Dr. Lance Williams' creative interests have always been very broad-based. He has been a professional writer since the age of eighteen. He has published over 300 articles and co-authored the book The Anatomy of a Record Company: How to Survive the Music Business. He previously served as Artistic Director of the Quincy Jones Production Workshop and owned a video production company, the Edutainment Institute.
He wrote the lead article for the legendary Wattstax concert for the Los Angeles Times, as well as the liner notes for the concert reissue album on Fantasy Records. Beginning as a college disk jockey, he has worked in radio at KGFJ-AM, where he produced the "Inner Dimensions" music documentary series with Roland Bynum and Sid McCoy as hosts; KJLH-FM, and KPFK-FM, where he co-hosted a blues show.
He has interviewed hundreds of artists, beginning as a teenager with Count Basie in 1967 and including Bob Marley, Muddy Waters, Dexter Gordon, Grover Washington, and Stevie Wonder. Dr. Williams wrote the liner notes for the 2012 album release "Dance of the Kalahari" by the Bay Area jazz sextet Umoja.
He amassed over thirty-five years of experience as a Department Vice-Chair, Assistant Professor, and Instructor at a wide variety of colleges and universities in southern California, including UCLA, USC, the Claremont Colleges, Loyola Marymount, four California State Universities, and five community colleges.
Dr. Williams taught the first courses in African-American music while serving as the co-founder of the Pan-African Studies Department at CSULA. He was also co-founder of UCLA NOMMO, and the Association of African and African-American Folklorists. He was the first African-American student to earn an M. A. in Folklore and Mythology from UCLA.
His Ph. D. dissertation at UCLA in Anthropology was the first ethnographic study of the culture of Martin Luther King Hospital. He later staged a version of his dissertation while teaching drama and ethnomusicology at the Claremont Colleges.
In 1992, he created the lecture-conversation series Blacks on Blues, with the intent of preserving community interest in the historic art form. Utilizing the benefits of social media such as Facebook, as well as Powerpoint, video and the music itself, the series continues to be popular and is presented monthly in the greater Los Angeles area. Topics have included a wide variety of artistic expression, hot topics, and basic concerns affecting the music and its creators.
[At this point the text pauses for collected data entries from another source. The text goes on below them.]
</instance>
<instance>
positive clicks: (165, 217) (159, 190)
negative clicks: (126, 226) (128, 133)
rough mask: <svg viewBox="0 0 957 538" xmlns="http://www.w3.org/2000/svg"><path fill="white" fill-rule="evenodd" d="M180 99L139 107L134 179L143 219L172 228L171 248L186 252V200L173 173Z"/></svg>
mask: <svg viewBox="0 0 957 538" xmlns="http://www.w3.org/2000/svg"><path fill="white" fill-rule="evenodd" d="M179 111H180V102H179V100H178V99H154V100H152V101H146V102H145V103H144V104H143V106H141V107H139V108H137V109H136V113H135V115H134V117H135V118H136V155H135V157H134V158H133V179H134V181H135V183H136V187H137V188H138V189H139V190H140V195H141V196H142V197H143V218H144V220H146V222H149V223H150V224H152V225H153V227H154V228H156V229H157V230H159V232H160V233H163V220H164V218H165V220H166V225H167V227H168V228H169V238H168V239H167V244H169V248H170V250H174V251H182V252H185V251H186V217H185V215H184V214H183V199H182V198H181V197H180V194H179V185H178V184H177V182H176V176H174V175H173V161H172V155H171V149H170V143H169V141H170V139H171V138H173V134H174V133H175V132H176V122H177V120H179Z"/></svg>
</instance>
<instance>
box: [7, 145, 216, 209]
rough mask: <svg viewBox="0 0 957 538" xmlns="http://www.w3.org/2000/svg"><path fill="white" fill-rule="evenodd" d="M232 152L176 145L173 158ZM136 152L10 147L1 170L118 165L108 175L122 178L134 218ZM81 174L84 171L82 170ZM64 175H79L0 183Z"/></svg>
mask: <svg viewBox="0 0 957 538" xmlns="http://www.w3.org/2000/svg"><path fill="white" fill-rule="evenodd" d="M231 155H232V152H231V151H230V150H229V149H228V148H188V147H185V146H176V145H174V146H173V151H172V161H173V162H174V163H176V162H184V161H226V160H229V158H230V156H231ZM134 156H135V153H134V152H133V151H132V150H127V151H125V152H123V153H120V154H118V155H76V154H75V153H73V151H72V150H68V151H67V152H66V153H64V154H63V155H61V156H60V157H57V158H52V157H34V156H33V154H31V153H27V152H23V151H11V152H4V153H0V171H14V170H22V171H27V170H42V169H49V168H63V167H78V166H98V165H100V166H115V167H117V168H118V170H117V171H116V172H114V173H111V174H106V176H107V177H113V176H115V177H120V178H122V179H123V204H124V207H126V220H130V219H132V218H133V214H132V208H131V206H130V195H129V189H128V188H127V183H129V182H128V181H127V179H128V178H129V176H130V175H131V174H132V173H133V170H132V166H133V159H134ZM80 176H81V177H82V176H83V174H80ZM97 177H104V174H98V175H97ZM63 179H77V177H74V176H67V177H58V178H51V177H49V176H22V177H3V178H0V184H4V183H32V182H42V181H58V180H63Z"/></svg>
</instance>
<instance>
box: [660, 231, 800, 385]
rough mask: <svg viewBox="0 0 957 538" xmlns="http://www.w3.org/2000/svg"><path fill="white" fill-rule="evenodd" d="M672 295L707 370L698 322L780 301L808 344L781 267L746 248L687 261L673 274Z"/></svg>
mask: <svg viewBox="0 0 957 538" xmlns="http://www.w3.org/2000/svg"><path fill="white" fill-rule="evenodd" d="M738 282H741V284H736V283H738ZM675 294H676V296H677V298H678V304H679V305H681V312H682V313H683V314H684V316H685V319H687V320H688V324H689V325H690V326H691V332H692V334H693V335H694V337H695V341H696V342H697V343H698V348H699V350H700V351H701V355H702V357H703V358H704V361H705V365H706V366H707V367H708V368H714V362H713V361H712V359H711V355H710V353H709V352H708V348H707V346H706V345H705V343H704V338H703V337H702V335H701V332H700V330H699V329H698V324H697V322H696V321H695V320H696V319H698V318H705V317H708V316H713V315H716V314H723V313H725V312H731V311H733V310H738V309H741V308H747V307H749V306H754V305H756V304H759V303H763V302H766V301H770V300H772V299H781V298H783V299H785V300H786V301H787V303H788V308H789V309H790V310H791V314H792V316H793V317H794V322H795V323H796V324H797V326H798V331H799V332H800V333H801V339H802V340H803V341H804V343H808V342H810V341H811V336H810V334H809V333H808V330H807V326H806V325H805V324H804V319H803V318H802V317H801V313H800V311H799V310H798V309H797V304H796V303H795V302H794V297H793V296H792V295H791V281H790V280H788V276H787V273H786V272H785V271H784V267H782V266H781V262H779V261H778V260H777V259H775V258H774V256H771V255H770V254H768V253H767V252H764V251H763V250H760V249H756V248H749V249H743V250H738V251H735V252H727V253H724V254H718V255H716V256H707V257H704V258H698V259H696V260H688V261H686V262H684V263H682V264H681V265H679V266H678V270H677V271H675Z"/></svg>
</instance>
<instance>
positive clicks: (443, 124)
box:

He also has amassed over 300 production credits, and extensive radio experience. He conceived, produced and directed the first video documentary on African-American folklore, " What Time is De Meetin' "?, after learning the documentary film business while working at KCET-Television in Los Angeles. He is an accomplished photographer who has shot photos on four continents-in Brasil, Malaysia, Senegal, South Africa and many parts of the United States.